Lab: Using Graph Embeddings

Topics

Using knowledge graph embeddings with TorchKGE.

Useful readings

Welcome to TorchKGE’ s documentation!
The following TorchKGE classes are central:
- KnowledgeGraph - contains the knowledge graph (KG)
- Model - contains the embeddings (entity and relation vectors) for some KG
PyTorch Tensor Documentation

Tasks

Task: knowledge graph:

Use a dataset loader to load a KG you want to work with. Freebase FB15k237 is a good choice. (You will need a pre-trained model for your KG later, to choose one of FB15k, FB15k237, WDV5, WN18RR, or Yago3-10. This lab has mostly been tested on FB15k.)
Use the methods provided by the KnolwedgeGraph class to inspect the KG.
- Print out the numbers of entities, relations, and facts in the training, validation, and testing sets.
- Print the identifiers for the first 10 entities and relations (tip: ent2ix and rel2ix).

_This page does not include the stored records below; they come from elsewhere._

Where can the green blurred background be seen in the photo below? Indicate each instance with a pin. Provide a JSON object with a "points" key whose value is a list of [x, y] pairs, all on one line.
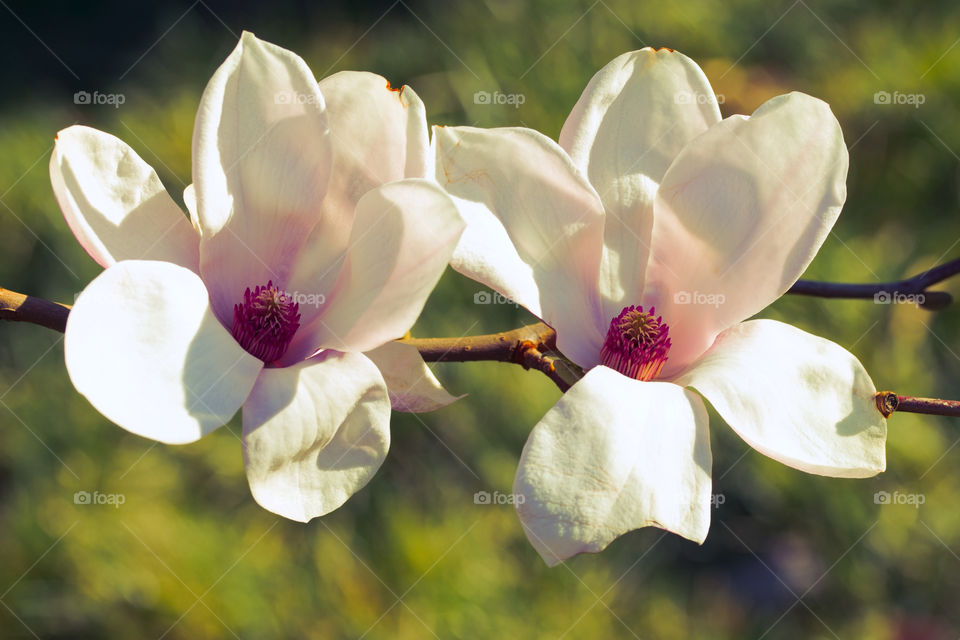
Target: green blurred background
{"points": [[189, 554]]}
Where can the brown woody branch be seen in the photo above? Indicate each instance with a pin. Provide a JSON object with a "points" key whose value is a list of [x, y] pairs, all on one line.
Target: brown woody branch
{"points": [[532, 347], [886, 292], [18, 307]]}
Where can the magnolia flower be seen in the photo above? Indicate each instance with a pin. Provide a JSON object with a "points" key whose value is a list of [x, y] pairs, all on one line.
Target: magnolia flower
{"points": [[307, 248], [646, 239]]}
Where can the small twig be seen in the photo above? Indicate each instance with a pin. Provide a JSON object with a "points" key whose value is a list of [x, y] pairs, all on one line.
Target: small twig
{"points": [[530, 346], [914, 288], [21, 308], [889, 402]]}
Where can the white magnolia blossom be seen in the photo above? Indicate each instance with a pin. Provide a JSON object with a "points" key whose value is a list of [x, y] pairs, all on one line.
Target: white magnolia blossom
{"points": [[315, 241], [646, 239]]}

Task: external identifiers:

Download a dataset that provides more understandable labels for the entities (and perhaps relations) in your KnowledgeGraph
- If you use FB15k, the relation names are not so bad, but the entity identifiers do not give much meaning. Same with WordNet. This repository contains mappings for the Freebase and WordNet datasets.
- If you use a Wikidata graph, the entities and relations are all P- and Q-codes. To get labels, you can try a combination of SPARQL queries and this API.
Create mappings from external labels to entity ids (and perhaps relation ids) in the KnowledgeGraph. Also create the inverse mappings.

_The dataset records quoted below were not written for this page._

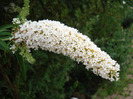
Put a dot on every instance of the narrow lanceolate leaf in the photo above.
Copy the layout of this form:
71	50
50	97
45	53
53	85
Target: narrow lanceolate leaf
61	39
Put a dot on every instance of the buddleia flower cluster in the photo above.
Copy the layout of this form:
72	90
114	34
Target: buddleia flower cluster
56	37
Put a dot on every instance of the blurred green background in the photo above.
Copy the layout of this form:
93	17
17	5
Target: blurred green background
109	23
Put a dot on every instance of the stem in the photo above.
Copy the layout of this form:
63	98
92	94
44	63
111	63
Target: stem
6	39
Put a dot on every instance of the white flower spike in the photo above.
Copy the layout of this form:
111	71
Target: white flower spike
59	38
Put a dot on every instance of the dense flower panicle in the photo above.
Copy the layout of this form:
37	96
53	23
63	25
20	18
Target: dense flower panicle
59	38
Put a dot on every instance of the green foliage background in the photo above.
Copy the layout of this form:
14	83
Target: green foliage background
107	22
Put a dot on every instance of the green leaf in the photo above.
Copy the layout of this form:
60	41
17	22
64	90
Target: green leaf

Task: test entities and relations:

Get the KG indexes for a few entities and relations. If you use the Freebase or Wikidata graphs, you can try 'J. K. Rowling' and 'WALL·E' as entities (note that the dot in 'WALL·E' is not a hyphen or usual period.) For relations you can try 'influenced by' and 'genre'. (tip: to check names of entites and relations, open the train.txt file you cloned)

Task: model:

Load a pre-trained TransE model that matches your KnowledgeGraph.
- Print out the numbers of entities, relations, and the dimensions of the entity and relation vectors. Do they match your KnowledgeGraph.
Get the vectors for your test entities and relations (for example, 'J. K. Rowling' and 'influenced by').
Find vectors for a few more entities (both unrelated and related ones, e.g., 'J. R. R. Tolkien', 'C. S. Lewis', ...). Use the model.dissimilarity()-method to estimate how semantically close your entities are. Do the distances make sense?

Task: K-nearest neighbours:

Find the indexes of the 10 entity vectors that are nearest neighbours to your entity of choice. You can use sciKit-learn's sklearn.neighbors.NearestNeighbors.kneighbors()-method for this.
Map the indexes of the 10-nearest neighbouring entities back into human-understandable labels. Does this make sense? Try the same thing with another entity (e.g., 'WALL·E').

Task: translation:

Add together the vectors for an entity and a relation that that gives meaning for the entity (e.g., 'J. K. Rowling' - 'influenced by', 'WALL·E' - 'genre'). Find the 10-nearest neighbouring entities for the vector sum. Does this make sense? Try more entities and relations. Try to find examples that work and that do not work well.

Code to get started

With graph embeddings, we ideally want to work with ipynb files. The code below is prepared in the following link: https://colab.research.google.com/drive/1gS2D1XYSviAmhkS8moJIpY0N8ltJFM3C

!pip install torchkge
!pip install sklearn
!git clone https://github.com/villmow/datasets_knowledge_embedding.git

from torchkge.utils.datasets import load_fb15k237

kg_train, kg_val, kg_test = load_fb15k237()

print(list(kg_train.ent2ix.keys())[-10:])
print(list(kg_train.rel2ix.keys())[-10:])


"""Download files with human-readable labels for (most) Freebase entities used in the dataset. 
Labels seem to be missing for some entities used in FB15k-237."""

import json

TEXT_TRIPLES_DIR = 'datasets_knowledge_embedding/FB15k-237/'
with open(TEXT_TRIPLES_DIR+'entity2wikidata.json') as file:
    _entity2wikidata = json.load(file)

 ent2lbl = {
    ent: wd['label']
    for ent, wd in _entity2wikidata.items()
}
lbl2ent = {lbl: ent for ent, lbl in ent2lbl.items()}

print([
    ent2lbl[ent] 
    for ent in kg_train.ent2ix.keys()
    if ent in ent2lbl][-10:])

If You Have More Time

Try it out with different datasets, for example one you create youreself using SPARQL queries on an open KG.